É sabido que a mola mestra que deu origem aos sindicatos advém da Revolução Industrial, diante do surgimento do proletariado e das condições insalubres de trabalho. Também os abusos praticados contra a classe operária pelo capitalismo exacerbado, bem como diante dos baixíssimos salários pagos aos trabalhadores, além das longas e estafantes jornadas de trabalho, foram fatores relevantes para o surgimento de manifestações e dos protestos populares por melhores condições de vida.

Diante desse quadro de extrema penúria e exploração das massas de trabalhadores surgiram os sindicatos, objetivando viabilizar a criação das mínimas condições de trabalho e a busca por salários mais dignos e justos, tornando-se fundamentais na negociação entre patrões e empregados, representando, destarte, os interesses dos trabalhadores oprimidos.

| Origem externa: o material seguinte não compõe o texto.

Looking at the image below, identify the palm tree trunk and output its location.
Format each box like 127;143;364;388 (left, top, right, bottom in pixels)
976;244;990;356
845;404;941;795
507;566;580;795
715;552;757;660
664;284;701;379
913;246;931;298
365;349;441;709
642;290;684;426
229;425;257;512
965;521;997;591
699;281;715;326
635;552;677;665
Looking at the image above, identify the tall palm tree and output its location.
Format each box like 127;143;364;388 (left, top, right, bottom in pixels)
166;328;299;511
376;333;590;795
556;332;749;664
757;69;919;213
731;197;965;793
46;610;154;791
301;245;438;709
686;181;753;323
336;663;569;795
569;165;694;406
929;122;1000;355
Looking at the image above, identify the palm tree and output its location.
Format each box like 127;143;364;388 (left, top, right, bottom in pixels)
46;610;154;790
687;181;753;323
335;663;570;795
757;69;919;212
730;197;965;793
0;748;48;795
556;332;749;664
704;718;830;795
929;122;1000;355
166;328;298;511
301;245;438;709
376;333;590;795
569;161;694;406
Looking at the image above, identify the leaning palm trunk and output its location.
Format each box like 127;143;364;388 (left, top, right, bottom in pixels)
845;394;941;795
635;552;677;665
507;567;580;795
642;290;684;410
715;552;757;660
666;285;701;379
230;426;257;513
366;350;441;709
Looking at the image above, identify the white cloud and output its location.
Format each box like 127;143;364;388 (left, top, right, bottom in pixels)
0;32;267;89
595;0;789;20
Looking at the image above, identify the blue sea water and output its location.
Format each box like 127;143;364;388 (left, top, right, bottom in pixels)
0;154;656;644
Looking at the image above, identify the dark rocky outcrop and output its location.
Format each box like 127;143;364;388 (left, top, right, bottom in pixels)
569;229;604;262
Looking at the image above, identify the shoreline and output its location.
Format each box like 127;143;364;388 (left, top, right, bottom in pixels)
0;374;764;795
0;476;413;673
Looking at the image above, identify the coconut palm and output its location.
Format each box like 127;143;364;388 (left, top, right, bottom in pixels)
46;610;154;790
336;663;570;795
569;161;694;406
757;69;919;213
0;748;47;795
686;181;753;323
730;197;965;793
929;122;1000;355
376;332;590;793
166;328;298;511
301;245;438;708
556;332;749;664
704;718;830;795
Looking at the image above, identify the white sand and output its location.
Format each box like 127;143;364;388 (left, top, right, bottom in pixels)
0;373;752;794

No Brasil contemporâneo existem inúmeros sindicatos, cerca de 10.817, muitos dos quais representando categorias profissionais de grande expressão, como por exemplo, petroleiros, metalúrgicos, bancários, químicos, professores, setor têxtil, dentre outras de igual importância para o desenvolvimento do País.

A reforma trabalhista, hoje em vigor, criada com a finalidade possibilitar o aumento da lucratividade das empresas, além do aquecimento da economia, aboliu de vez a contribuição sindical obrigatória, que tinha previsão na antiga CLT, estando hoje condicionada à autorização expressa dos que participam de uma determinada categoria profissional, ou de uma profissão liberal. O fim da contribuição sindical representa na prática um duro golpe nas finanças dos sindicatos, fazendo com que os órgãos de classe de menor expressão, em termos de representação, venham a se fundir, gerando assim uma nova entidade, a qual certamente será mais forte.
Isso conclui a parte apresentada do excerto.